Now, here it is for the second half scores:
2 -7 0.451 0.431 0.020
2 -6 0.445 0.454 -0.009
2 -5 0.486 0.478 0.008
2 -4 0.486 0.501 -0.015
2 -3 0.522 0.525 -0.003
2 -2 0.552 0.548 0.004
2 -1 0.558 0.572 -0.014
2 0 0.597 0.596 0.001
2 1 0.614 0.619 -0.005
2 2 0.654 0.643 0.011
2 3 0.657 0.666 -0.009
2 4 0.687 0.690 -0.003
2 5 0.725 0.713 0.012
2 6 0.728 0.737 -0.009
2 7 0.770 0.760 0.010
The standard deviation of the differences is .011.
It looks to me that the deviations are noise, and not related to anything beyond that. Certainly, there’s nothing really distinguishing between the 1st half or 2nd half.


There’s no reason that scoring 5 or 6 points in the second half should be biased based on the first half score, should it?
Not exactly sure what you are asking here ("scoring 5 or 6 points?"), but in basketball what the score and score differential is in the first half is very much related to what happens in the second half.
Funny, how people that follow basketball and know intimately how it “works” seem to be in almost unanimous agreement that there is something going, which is not surprising, since basketball does not nearly have the “independence” that baseball has, and people who are just “numbers people” attribute all the anomalous to noise *at least that that is most likely).
Guess what? I am 95% sure that the numbers guys are wrong. Let this be a lesson. At least it should be. The numbers people are being hoisted by their own petard! They are the ones that know about Bayesian probabilities, but because they are ignorant of the unique characteristics of basketball and the potential for real effects to be causing these anomalies, they overlook, ignore, or understate the a priori probabilities.
The basketball guys get the conclusion right (most likely) because they unknowingly are using proper Bayesian analysis which the number guys are not.
I repeat (and repeat and repeat and repeat), you can’t just look at the numbers in a vacuum! I don’t know how to stress that any more than I am trying.
It is just like the odd/even days and day/night example I gave earlier. You CANNOT look at a 2.5 SD anomaly in pitcher ERA for power and finesse pitchers and conclude that “there must be something going on” and you cannot look at a 1.5 SD in day/night splits and conclude that it is just noise without knowing or estimating some probability that day/night splits for finesse and power pitchers might be “real.” Same thing for odd/even day splits.
What if you knew nothing about baseball and started looking at all kinds of splits for players: day/night, versus lefty/righty opponents, parks, etc. Could you just look at the numbers and reach good conclusion and make reliable inferences about what is likely “real” or not “real?” No, no and no! You COULD but you would do a hell of a lot better if you applied what you knew about baseball or just applied common sense. It would change those inferences and conclusions dramatically.

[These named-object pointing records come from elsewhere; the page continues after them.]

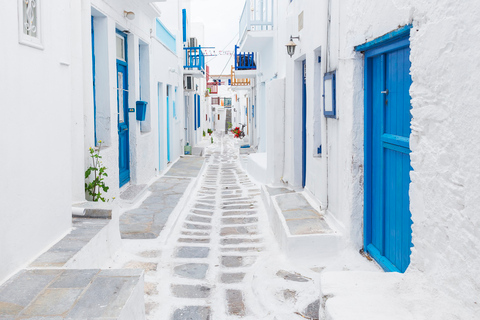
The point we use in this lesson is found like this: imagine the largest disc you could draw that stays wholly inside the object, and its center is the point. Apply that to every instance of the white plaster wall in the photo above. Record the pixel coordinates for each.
(444, 192)
(35, 137)
(167, 71)
(142, 136)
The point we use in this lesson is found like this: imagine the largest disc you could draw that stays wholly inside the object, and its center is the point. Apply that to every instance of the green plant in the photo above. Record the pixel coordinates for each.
(97, 185)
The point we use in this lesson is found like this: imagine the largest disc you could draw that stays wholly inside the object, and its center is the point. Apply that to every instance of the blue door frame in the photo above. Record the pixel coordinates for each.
(168, 122)
(304, 122)
(122, 117)
(387, 217)
(160, 135)
(94, 89)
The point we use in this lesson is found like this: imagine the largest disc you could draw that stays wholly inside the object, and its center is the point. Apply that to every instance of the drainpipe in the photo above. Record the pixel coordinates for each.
(327, 69)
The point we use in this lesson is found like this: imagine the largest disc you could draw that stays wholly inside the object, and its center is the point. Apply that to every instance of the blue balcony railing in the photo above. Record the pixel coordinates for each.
(194, 58)
(257, 15)
(244, 60)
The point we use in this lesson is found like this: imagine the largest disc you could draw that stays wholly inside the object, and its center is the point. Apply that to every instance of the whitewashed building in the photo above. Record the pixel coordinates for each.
(76, 73)
(374, 117)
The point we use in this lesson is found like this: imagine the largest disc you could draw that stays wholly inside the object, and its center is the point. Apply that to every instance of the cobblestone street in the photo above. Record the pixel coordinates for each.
(220, 260)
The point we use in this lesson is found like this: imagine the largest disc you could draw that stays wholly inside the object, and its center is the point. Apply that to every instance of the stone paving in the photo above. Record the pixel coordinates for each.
(220, 260)
(83, 230)
(148, 220)
(70, 294)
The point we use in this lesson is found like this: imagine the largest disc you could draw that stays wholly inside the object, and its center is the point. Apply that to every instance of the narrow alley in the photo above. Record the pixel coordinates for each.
(219, 260)
(240, 159)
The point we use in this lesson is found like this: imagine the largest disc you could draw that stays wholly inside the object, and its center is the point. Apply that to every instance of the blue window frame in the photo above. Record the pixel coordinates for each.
(329, 95)
(184, 24)
(174, 110)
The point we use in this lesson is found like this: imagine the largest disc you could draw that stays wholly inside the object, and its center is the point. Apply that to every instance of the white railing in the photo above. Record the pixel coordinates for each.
(257, 15)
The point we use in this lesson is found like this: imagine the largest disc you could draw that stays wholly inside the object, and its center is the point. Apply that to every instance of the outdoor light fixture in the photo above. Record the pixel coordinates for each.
(291, 46)
(130, 15)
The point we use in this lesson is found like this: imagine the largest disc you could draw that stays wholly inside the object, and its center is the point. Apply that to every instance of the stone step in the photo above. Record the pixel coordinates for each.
(73, 294)
(301, 231)
(90, 243)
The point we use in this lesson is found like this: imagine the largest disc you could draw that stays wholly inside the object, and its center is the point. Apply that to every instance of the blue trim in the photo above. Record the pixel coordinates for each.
(304, 123)
(195, 112)
(244, 60)
(330, 76)
(382, 261)
(124, 176)
(396, 40)
(174, 109)
(165, 36)
(380, 41)
(198, 111)
(94, 88)
(168, 123)
(159, 131)
(184, 24)
(194, 58)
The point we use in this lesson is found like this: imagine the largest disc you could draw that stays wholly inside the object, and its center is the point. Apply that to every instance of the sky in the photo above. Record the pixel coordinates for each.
(220, 19)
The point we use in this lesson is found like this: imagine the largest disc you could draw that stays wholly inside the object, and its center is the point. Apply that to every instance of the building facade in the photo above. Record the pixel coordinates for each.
(81, 71)
(364, 117)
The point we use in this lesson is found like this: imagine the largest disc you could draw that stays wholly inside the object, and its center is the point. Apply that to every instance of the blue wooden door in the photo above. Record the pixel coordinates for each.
(168, 123)
(122, 108)
(388, 219)
(304, 122)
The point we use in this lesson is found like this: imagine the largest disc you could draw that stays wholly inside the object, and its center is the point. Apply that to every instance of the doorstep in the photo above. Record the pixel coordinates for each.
(301, 231)
(364, 295)
(73, 294)
(93, 240)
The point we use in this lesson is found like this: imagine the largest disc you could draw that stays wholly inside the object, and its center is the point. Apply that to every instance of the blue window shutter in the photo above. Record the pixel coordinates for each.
(195, 111)
(198, 111)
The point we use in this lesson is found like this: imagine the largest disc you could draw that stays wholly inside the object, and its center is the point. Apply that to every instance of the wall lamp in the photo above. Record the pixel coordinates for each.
(291, 46)
(130, 15)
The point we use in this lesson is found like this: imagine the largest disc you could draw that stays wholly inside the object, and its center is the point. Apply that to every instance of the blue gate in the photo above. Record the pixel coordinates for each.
(388, 231)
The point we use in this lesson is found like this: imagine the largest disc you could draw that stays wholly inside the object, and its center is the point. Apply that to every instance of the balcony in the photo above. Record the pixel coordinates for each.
(212, 87)
(227, 102)
(194, 61)
(245, 64)
(256, 25)
(236, 82)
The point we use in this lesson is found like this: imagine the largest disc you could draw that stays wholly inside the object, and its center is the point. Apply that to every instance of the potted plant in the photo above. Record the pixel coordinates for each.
(94, 187)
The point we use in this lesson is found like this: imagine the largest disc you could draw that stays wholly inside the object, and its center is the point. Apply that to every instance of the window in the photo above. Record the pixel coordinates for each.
(329, 99)
(29, 23)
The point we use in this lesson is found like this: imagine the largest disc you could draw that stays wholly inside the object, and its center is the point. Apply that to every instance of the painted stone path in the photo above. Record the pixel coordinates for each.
(220, 261)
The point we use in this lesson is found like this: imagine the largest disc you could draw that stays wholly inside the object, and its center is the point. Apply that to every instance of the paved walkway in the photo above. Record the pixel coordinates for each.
(148, 220)
(220, 260)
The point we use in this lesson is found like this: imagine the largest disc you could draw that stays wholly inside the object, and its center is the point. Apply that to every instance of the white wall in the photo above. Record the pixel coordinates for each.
(166, 70)
(444, 192)
(35, 136)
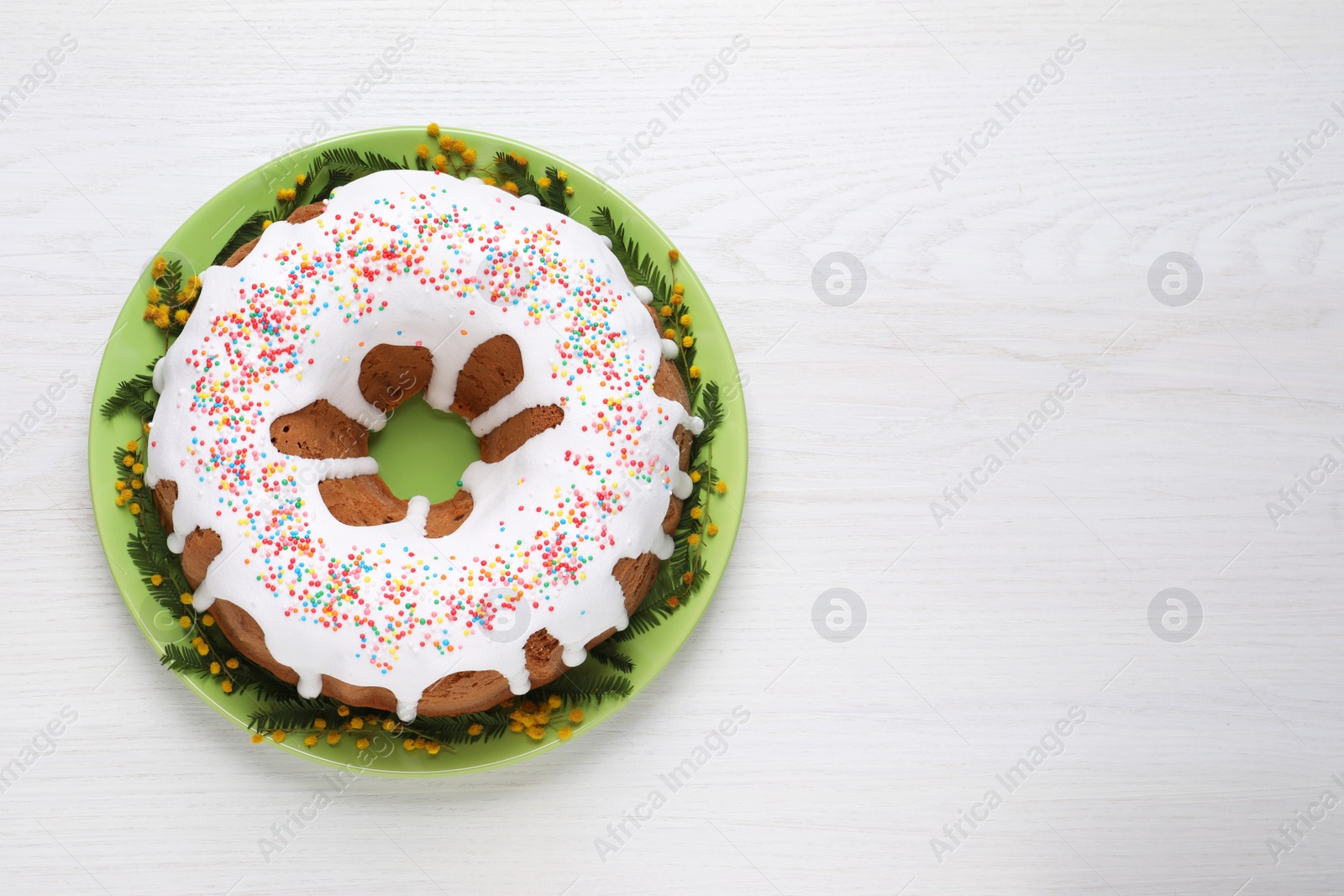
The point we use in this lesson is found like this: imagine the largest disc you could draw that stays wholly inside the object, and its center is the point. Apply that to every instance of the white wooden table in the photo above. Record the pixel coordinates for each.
(987, 284)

Tango, I am afraid you are doing the same thing with this data. Operating in a vacuum as if you know nothing about way the basketball potentially works (I don’t know whether you do or don’t). That is NOT a good way to do an analysis and come up with reliable conclusions.
I’ll say it again. From what I know about basketball, is extremely unlikely that these anomalies are occurring by random chance even though that might the conclusion you have to reach without using a Bayesian analysis (which is fine if you nothing else).